Een schrijver heeft doorgaans maar heel weinig inspiratie nodig. Miss Jane is gebaseerd op Brad Watsons oudtante, die hij als jongetje éénmaal kort heeft ontmoet. Ze was toen al op leeftijd.
Watson: ‘Hoe langer je schrijft, hoe belangrijker de vorm wordt waarin je een verhaal giet. Het is een beetje ironisch dat de roman uiteindelijk plotgedreven is geworden. Ik had een verhaal van een meisje dat tegen wil en dank opgroeit tot een wilskrachtige vrouw, in een ruraal, zeer dunbevolkt gebied. Tegelijkertijd had ze die aandoening, die misvorming die eigenlijk contact met anderen, behalve directe familie, onmogelijk maakt. Een aantal zaken schoten mij te hulp: ten eerste de natuur, waarin ze zich ondanks alles toch compleet voelt. Volgens overlevering was ze ongewoon nieuwsgierig, in de positieve zin van het woord. Ze zoog de wereld als het ware op. Daarnaast kon ik haar belichten vanuit andere perspectieven. Dokter Thompson had in eerste instantie een minieme rol, maar werkte zich bij mij op organische wijze naar binnen. Op een bepaald moment dreigde hij mijn roman over te nemen, het allerbelangrijkste personage te worden. Ik heb er wel enige tijd over gedaan voor ik wist hoe ik hem gedoseerd kon gebruiken.’

‘Mijn moeder groeide in de jaren twintig en dertig van de vorige eeuw op in het diepe zuiden van Mississippi, op net zo’n boerderij als in de roman beschreven. Haar oudtante woonde vlakbij, aan het einde van de weg. Mijn moeder heeft me heel veel verteld over haar tijd daar. Mijn oudtante is geboren in 1888. Het leven in haar tijd en in die van mijn moeder verschilde niet zo veel. In principe is in die gebieden tot aan de jaren zestig, zeventig weinig veranderd. Ja, er kwam stroom, en vanaf 1915 reden er weleens auto’s rond, maar de mentaliteit bleef hetzelfde. Is nog steeds grotendeels in stand. Uit de verhalen van mijn moeder kon ik ook destilleren dat Jane zichzelf heel open presenteerde. Ze was dol op kinderen, speelde ook toen ze volwassen was liever met hen in de zandbak. Kinderen konden weleens iets zeggen over de onvermijdelijke geuren die ze afscheidde. Met volwassenen moet het erger zijn geweest. Die deden, aldus mij moeder, vaak alsof er niets aan de hand was. Dat is extra pijnlijk omdat Jane ook heel intelligent was.’

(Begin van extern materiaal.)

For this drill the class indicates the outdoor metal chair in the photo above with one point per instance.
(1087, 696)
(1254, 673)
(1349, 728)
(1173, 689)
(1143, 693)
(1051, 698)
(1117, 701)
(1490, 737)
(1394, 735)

‘De enige keer dat ik haar heb ontmoet, vluchtig gezien eerder, was tijdens een familiebijeenkomst. Wij kinderen speelden buiten, de volwassenen waren binnen of zaten op de veranda. Er stopte een indrukwekkend grote auto en een zeer frêle vrouw, helemaal in het zwart gekleed, heel chique, met een zondagse hoed en een sluier stapte uit. “Dat is nu tante Jane werd er tegen me gezegd.” In de manier waarop er over haar werd gesproken, merkte je dat er iets mis was. Dat was denkelijk de schrijver in spe in me. De geheimzinnigheid is me altijd bijgebleven. Het unieke element van een mens. De natuur is vol met vreemde en mooie dingen. Dat is de uniciteit van de natuur. Heel natuurlijk dus. De mens noemt iets wat buiten het gewone valt vaak een “freak”. Maar het is juist heel integrerend, heel interessant. Hoe gaat zo iemand met de wereld om. Het heeft ook in de roman voor veel contrast gezorgd. Mijn personage is aan de ene kant heel onbevangen, op een bepaalde manier onbevreesd, aan de andere kant verzint ze imaginaire dieren om haar angst op te projecteren. Het was in eerste instantie bijna onmogelijk om niet vanuit haar constitutie, haar probleem te schrijven. Dat was een behoorlijk belemmerend filter.’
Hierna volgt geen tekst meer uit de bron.